Lanfield was an American director most famous for his comedies and TV series. He began his career as a jazz musician and vaudeville entertainer. In 1926,
Fox Film Corporation hired him to write gags. Four years later he made his directing debut with the film
Cheer Up and Smile (1930). Soon he specialized in light, romantic comedies produced by the 20th Century-Fox Film Corporation (spawn of the merger between Fox Film Corporation and 20th Century Pictures for which Lanfield also made films):
Red Salute (1935),
One in a Million (1936),
Thin Ice (1937). His biggest commercial success was
The Hound of the Baskervilles (1939), a genre film atypical of his previous works, which was a film adaptation of Arthur Conan Doyle’s novel by the same title about the famous Sherlock Holmes.

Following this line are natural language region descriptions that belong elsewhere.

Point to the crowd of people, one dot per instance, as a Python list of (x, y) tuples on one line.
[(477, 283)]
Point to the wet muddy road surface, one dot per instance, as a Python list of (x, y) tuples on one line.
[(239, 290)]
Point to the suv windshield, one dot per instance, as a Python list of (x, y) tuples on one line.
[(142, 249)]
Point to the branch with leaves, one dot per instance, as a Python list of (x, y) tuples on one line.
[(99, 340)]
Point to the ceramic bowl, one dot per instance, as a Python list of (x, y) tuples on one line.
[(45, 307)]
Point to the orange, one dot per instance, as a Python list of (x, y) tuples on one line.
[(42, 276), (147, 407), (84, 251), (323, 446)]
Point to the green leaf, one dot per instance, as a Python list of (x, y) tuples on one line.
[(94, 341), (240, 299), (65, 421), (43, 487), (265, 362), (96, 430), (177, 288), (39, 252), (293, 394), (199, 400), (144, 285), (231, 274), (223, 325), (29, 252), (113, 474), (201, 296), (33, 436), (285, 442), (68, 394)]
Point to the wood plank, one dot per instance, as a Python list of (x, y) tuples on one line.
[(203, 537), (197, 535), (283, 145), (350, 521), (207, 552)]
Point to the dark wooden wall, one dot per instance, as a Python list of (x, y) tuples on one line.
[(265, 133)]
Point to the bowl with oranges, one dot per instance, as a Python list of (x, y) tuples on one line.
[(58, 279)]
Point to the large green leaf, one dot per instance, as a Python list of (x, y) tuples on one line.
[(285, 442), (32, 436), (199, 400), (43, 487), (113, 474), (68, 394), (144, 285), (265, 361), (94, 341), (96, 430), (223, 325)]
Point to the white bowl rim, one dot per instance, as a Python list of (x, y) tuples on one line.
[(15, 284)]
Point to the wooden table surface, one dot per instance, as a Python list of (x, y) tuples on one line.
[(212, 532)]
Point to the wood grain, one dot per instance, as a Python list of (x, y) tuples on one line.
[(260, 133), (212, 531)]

He continued to direct comedies, and probably his most famous one is
You'll Never Get Rich (1941) starring Fred Astaire and Rita Hayworth. He directed many comedies starring Bob Hope, such as:
My Favorite Blonde (1942),
Let's Face It (1943),
Where There's Life (1947),
Sorrowful Jones (1949),
The Lemon Drop Kid (1951). After the film
Skirts Ahoy! (1952), he continued to direct TV series, such as the
The Addams Family (1964). He stopped directing at the age of 69 in 1967.